Sunday, June 13, 2010

Obama's fifth(?) response.
"Even though I'm president of the United States, my power is not limitless," he told Grand Isle, La., locals in the video, released Friday. "So I can't dive down there and plug the hole. I can't suck it up with a straw. All I can do is make sure that I put honest, hard-working smart people in place ... to implement this thing."
I'm sure that the management of BP would say something very similar, except that it HAS sucked a lot of oil up through the equivalent of a straw. I don't think it does anybody good to dump blame on each other. The oil industry has been very good to Louisiana and Texas, and it's not as if BP and its contractors thought they were operating recklessly. It's easy in hindsight to say they should have made more provisions to clean up a spill, but that criticism applies to the federal agencies with responsibility over this industry and this sector.
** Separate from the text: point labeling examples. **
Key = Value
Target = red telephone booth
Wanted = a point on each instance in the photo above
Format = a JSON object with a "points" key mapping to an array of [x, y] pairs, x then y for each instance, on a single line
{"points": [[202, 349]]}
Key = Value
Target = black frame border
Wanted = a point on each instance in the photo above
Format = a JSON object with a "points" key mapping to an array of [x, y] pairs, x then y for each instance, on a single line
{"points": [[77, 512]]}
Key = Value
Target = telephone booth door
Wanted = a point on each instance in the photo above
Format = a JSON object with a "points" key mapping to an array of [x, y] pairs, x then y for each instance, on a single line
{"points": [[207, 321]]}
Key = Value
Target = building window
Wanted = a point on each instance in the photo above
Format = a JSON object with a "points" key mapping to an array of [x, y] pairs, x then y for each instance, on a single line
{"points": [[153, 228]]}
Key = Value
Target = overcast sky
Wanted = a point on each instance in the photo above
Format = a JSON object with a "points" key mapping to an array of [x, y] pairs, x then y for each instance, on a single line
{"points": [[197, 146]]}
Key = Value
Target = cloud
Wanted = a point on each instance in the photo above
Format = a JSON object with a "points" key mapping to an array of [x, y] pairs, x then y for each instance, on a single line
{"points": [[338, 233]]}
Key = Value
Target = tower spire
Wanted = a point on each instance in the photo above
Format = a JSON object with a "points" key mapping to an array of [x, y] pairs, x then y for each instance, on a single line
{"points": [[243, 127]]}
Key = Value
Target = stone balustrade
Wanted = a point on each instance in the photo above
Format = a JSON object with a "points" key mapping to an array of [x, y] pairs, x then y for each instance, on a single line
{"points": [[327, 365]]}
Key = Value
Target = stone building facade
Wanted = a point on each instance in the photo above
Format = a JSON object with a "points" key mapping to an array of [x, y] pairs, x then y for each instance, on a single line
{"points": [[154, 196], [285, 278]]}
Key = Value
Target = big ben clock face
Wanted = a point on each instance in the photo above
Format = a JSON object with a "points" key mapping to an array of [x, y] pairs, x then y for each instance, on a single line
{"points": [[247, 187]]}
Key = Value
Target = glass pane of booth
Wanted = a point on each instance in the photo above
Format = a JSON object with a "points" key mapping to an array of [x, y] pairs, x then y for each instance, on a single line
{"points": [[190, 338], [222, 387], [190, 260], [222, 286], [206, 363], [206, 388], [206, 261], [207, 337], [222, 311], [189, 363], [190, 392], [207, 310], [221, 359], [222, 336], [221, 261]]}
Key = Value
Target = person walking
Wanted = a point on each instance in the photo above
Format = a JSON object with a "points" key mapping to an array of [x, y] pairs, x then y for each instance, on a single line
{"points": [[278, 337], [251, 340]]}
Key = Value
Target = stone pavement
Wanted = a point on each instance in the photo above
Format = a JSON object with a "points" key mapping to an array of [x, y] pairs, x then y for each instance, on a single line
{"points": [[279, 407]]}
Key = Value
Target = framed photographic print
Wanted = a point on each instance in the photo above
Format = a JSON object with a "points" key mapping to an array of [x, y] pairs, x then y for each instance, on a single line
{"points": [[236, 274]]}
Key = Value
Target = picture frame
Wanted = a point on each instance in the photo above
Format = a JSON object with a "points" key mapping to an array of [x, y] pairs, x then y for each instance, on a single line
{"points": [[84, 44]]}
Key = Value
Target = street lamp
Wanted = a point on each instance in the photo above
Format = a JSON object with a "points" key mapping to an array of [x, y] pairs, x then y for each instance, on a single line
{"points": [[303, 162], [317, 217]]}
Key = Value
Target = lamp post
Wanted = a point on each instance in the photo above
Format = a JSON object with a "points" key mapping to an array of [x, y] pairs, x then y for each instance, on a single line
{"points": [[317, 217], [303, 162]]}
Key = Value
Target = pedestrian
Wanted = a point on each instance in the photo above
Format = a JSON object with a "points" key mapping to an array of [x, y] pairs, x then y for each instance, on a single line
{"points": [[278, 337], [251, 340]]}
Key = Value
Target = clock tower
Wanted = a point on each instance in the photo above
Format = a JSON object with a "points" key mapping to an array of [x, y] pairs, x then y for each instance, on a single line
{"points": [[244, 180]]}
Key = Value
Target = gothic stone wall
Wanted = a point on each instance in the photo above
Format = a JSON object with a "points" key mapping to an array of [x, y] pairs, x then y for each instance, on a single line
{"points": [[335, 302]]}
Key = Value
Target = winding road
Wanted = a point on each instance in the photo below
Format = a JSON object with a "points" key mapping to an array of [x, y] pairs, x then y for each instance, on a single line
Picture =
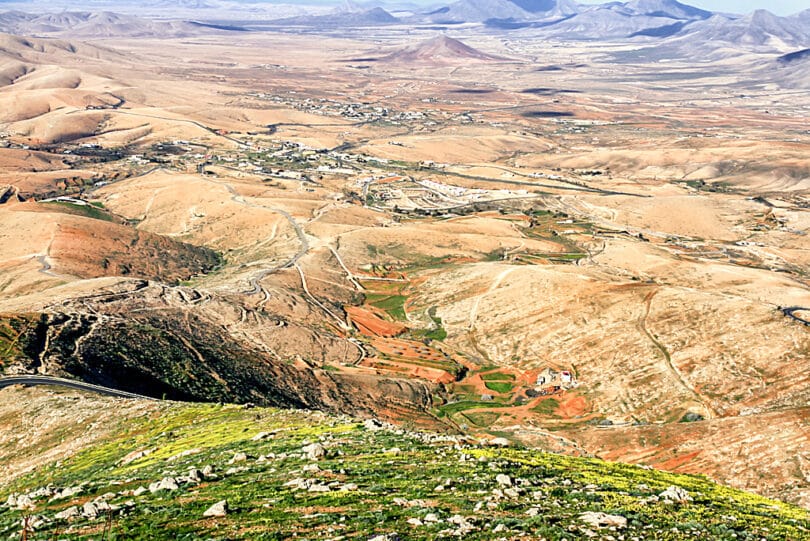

Obama's mishandling of this mishap consisted in that he at first seemed to think it would be handled by someone else. After being bitterly criticized, he tried to reverse the criticisms by showing more empathy, and then by overstating the degree to which he was in charge, claiming that he and his underlings were pulling all of BP's levers, then blasting BP as the ecological corporate villain of the Century. This video seems to take a more sensible and honest approach. He knows now that the president isn't above a crisis like this and must be actively engaged in events, but also that the government doesn't have all the expertise and technology to handle everything that happens. If he learns some humility from this, as well as from the way his stimulus plans and health care reform aren't turning out to be the magical solutions he expected. some good will have been done. I think he sounds more real now that he knows the limits of what government can do and yet is committed to do what it can for the people who are suffering from this spill.

Of course, he also gave this interview in which he made one of the most inept gaffes in the history of politics, by trying to blame his failure to anticipate and prepare for this disaster on the supposed opposition of Republicans in congress if he had done those things. For a man in his forties, he sounds about as puerile and whiny as can be imagined.

I think the best thing that could happen to him at this point would be for Democrats to lose control of Congress. At least then, he might have a plausible excuse for his failures.